The importance of water vapour feedback in climate change has long been recognised. Water vapour is itself a greenhouse gas. The increase in temperature resulting from higher levels of carbon dioxide, methane and nitrous oxide causes an increase in evaporation and hence the amount of atmospheric water vapour. This in turn enhances the greenhouse effect still further leading to further warming, further evaporation and more water vapour, and so on. This feedback is called positive feedback.

Cloud Feedback

Cloud feedback is the term used to encompass effects of changes in cloud and their associated properties with a change of climate. Although clouds further enhance the greenhouse warming of the climate by absorbing more outgoing infra-red radiation (positive feedback), they can also produce a cooling through the reflection and reduction in absorption of solar radiation (negative feedback).

Ice-Albedo Feedback

The conventional explanation of the amplification of global warming by snow and ice feedback is that a warmer Earth will have less snow cover, resulting in a lower global albedo (reflectivity) and further absorption of more sunlight, which in turn causes a further warming of the climate. Most climate models have simulated this positive surface albedo feedback. The greatest changes in temperature projected to occur in the 21st century are at the high (snow-covered) latitudes.

Future Climate Change

By using simpler climate models, it is possible to estimate future changes in the global average surface air temperature resulting from the man-made enhancement of the greenhouse effect. Future enhancement of the greenhouse effect is determined by policy scenarios which estimate the time evolution of greenhouse gas concentrations in response to various greenhouse gas emission scenarios.

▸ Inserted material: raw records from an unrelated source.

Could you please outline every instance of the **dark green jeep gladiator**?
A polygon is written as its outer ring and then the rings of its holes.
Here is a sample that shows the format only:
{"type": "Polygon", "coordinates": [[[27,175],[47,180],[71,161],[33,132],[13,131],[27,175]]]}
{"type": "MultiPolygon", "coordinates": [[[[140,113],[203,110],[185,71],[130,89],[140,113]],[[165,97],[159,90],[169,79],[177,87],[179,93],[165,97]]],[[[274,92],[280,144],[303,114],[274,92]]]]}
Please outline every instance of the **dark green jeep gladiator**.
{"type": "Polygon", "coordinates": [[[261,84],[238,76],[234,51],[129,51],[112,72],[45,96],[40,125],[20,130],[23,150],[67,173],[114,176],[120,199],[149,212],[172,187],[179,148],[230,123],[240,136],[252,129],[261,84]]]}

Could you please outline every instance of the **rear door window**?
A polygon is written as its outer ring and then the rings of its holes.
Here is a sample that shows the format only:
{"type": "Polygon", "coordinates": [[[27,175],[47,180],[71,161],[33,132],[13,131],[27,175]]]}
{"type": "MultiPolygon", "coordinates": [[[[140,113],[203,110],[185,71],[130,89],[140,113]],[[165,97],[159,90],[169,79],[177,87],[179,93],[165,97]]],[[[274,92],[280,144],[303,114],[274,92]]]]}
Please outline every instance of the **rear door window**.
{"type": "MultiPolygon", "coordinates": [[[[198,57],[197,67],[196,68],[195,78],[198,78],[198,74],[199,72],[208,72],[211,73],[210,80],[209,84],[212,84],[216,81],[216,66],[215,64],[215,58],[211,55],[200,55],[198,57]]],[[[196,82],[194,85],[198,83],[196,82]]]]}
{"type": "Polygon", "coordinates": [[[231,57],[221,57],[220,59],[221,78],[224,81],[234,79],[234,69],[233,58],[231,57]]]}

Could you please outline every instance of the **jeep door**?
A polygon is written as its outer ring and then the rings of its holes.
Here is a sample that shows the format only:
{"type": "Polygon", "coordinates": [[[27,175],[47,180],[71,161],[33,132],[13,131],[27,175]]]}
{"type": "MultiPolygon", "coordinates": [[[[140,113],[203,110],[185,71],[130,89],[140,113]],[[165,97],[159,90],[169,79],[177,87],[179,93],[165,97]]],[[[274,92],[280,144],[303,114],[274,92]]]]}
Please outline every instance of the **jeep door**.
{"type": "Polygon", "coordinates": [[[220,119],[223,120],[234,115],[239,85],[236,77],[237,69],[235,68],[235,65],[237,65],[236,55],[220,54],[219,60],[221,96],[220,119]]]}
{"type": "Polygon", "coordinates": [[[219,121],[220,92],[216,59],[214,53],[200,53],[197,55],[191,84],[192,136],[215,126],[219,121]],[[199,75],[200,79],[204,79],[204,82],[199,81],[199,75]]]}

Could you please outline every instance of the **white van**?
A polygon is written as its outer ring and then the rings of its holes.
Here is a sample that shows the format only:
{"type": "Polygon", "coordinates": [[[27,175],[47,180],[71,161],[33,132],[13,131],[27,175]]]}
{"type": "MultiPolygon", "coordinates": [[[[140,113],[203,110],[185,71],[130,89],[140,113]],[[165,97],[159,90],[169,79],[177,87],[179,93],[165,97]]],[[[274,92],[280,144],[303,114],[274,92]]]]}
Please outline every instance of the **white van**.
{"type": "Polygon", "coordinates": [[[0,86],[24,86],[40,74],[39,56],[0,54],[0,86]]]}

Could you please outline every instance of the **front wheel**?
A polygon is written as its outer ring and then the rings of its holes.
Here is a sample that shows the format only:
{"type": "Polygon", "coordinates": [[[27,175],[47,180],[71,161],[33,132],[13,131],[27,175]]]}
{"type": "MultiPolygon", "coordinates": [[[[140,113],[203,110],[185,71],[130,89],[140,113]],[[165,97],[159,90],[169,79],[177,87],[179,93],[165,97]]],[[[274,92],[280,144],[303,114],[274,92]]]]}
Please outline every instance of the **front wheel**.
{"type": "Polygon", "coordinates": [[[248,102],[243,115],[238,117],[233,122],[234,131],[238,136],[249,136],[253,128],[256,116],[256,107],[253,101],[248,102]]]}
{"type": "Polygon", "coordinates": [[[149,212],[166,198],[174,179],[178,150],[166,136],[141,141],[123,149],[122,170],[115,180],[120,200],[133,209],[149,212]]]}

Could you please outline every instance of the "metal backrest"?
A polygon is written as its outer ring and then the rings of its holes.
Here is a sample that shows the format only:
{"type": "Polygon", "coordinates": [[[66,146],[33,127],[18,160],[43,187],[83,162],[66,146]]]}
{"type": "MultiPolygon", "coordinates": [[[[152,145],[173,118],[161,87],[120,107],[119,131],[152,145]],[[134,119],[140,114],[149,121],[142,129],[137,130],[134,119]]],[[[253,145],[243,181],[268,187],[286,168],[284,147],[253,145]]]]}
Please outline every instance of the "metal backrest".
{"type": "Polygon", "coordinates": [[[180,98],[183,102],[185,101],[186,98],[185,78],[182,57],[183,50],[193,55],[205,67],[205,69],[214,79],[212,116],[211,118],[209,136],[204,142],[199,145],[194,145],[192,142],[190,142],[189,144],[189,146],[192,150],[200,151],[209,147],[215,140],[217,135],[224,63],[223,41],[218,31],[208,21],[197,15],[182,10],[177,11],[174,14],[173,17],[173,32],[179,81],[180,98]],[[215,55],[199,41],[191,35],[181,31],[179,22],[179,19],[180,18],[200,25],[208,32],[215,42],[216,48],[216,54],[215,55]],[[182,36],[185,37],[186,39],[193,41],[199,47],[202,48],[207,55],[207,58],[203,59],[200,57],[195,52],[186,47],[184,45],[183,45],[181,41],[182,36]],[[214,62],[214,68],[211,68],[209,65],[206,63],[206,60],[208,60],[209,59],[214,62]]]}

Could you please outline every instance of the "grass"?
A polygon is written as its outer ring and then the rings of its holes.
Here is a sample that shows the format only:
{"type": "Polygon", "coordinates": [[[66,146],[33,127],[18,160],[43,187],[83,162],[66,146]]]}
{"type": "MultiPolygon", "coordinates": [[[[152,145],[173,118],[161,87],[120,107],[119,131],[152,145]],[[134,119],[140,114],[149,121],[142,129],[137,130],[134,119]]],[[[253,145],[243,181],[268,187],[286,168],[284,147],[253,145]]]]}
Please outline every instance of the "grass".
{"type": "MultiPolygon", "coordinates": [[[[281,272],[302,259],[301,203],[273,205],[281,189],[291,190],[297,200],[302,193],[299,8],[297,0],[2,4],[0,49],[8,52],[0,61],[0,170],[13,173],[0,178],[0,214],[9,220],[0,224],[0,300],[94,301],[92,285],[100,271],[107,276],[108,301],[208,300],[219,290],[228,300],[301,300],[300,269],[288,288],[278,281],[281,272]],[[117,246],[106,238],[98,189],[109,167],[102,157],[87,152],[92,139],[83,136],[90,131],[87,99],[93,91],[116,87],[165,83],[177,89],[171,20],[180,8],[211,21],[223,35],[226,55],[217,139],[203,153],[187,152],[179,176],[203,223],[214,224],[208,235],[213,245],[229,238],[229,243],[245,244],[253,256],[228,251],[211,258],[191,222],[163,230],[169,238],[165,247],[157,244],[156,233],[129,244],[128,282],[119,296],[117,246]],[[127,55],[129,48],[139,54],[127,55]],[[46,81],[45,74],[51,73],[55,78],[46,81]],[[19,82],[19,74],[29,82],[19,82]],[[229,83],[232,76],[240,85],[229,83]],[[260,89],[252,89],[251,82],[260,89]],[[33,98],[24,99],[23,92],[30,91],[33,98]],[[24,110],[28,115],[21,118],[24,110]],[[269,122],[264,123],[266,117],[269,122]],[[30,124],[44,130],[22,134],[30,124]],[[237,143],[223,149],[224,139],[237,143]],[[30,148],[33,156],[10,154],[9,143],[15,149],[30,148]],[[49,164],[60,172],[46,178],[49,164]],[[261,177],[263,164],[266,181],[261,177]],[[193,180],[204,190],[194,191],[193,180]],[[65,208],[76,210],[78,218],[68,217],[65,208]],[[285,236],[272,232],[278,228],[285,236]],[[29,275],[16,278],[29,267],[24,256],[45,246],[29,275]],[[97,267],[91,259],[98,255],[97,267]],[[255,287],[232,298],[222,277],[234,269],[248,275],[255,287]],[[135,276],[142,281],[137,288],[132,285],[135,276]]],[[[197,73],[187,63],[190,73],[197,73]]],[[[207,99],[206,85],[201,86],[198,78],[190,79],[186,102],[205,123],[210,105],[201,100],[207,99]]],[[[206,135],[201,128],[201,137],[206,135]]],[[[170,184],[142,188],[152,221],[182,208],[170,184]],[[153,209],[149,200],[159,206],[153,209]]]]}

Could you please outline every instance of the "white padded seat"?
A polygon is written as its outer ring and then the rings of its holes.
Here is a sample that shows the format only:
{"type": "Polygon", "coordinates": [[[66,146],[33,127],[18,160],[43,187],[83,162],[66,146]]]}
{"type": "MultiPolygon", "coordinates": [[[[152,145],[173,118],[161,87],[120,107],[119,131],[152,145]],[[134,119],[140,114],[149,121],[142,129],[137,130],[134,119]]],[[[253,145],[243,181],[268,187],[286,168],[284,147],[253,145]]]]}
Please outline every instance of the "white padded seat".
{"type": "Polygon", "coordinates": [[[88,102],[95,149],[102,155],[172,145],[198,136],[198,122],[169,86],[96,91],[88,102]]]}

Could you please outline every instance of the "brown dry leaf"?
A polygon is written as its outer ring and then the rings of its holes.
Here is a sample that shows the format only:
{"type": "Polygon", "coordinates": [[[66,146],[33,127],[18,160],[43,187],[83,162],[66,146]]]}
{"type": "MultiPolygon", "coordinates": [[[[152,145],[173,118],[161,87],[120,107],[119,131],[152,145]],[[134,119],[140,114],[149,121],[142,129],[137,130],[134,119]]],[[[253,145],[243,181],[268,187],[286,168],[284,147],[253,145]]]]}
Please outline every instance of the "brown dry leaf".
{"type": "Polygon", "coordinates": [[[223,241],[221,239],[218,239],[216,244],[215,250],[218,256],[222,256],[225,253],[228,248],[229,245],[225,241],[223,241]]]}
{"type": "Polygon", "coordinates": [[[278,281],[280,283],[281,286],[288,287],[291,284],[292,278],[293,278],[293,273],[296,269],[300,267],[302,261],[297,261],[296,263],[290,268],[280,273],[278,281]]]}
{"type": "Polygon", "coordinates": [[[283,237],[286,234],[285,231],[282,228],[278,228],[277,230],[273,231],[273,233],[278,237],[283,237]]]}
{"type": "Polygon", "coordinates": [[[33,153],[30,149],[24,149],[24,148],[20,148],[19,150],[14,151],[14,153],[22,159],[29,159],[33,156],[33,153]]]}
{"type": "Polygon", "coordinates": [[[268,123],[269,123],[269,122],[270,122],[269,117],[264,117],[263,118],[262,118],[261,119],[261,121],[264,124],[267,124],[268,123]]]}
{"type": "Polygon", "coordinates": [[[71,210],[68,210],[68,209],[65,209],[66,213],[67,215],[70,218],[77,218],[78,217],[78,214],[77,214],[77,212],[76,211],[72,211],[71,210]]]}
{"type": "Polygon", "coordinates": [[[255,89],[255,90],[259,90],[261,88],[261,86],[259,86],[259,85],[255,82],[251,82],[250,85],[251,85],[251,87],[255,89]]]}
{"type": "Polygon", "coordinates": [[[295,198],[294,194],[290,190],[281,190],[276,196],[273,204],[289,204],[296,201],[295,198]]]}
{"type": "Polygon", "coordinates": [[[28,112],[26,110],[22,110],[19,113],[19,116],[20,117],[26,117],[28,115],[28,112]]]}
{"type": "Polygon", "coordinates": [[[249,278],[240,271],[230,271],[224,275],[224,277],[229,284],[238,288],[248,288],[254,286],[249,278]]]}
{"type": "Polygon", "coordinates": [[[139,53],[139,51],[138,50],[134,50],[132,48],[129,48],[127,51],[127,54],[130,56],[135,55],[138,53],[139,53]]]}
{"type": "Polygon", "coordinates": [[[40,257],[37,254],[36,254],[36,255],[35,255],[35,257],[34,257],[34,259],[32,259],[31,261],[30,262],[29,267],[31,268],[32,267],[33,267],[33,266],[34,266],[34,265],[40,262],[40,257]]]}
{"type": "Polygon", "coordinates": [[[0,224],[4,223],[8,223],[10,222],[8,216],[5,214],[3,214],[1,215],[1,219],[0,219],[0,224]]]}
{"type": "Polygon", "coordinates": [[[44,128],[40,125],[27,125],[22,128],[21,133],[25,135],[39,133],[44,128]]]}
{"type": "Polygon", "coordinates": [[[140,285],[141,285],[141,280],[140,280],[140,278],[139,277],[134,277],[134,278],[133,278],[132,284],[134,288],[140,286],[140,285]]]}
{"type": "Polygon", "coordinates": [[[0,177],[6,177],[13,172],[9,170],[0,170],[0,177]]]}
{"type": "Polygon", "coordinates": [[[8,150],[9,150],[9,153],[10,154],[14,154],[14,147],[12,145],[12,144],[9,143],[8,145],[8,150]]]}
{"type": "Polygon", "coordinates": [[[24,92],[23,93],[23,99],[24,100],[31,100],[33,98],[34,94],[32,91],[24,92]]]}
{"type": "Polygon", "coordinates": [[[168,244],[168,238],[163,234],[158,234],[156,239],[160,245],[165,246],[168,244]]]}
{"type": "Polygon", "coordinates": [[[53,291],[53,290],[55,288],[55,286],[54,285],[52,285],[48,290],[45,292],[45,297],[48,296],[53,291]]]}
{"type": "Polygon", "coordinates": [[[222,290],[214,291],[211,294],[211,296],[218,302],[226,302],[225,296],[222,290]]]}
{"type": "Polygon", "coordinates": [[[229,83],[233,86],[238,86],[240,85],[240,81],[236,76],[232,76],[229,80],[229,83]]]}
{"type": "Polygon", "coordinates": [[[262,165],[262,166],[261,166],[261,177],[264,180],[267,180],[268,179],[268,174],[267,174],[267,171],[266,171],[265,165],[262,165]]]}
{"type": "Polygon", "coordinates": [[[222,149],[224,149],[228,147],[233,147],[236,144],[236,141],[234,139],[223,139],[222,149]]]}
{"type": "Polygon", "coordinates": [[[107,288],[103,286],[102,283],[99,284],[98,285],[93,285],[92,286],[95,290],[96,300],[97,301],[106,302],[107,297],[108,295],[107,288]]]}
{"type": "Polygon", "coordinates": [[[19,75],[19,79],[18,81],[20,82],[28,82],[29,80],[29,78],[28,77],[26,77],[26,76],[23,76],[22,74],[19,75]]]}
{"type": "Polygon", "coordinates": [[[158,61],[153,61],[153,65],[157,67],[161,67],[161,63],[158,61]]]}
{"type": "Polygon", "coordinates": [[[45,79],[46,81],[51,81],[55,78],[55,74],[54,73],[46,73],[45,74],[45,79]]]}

The most recent models estimate that global average surface temperature will rise by between 1.4 and 5.8C over the next hundred years, with a best guess of about 3C. The significant margin of uncertainty is due to the uncertainty over the precise role of the greenhouse feedbacks and the uncertainty surrounding the precise growth in greenhouse gas emissions during the 21st century.

Projected Global Warming during 21st Century


Conclusion

According to recent climate models that simulate the effects of increasing greenhouse gas concentrations, global average surface temperature may rise by between 1.4 and 5.8C by 2100, depending on the rate of global development. This rate of climate change is faster than at any time during Earth history. If nations fail to respond, the world may experience numerous adverse impacts as a result of global warming in the decades ahead.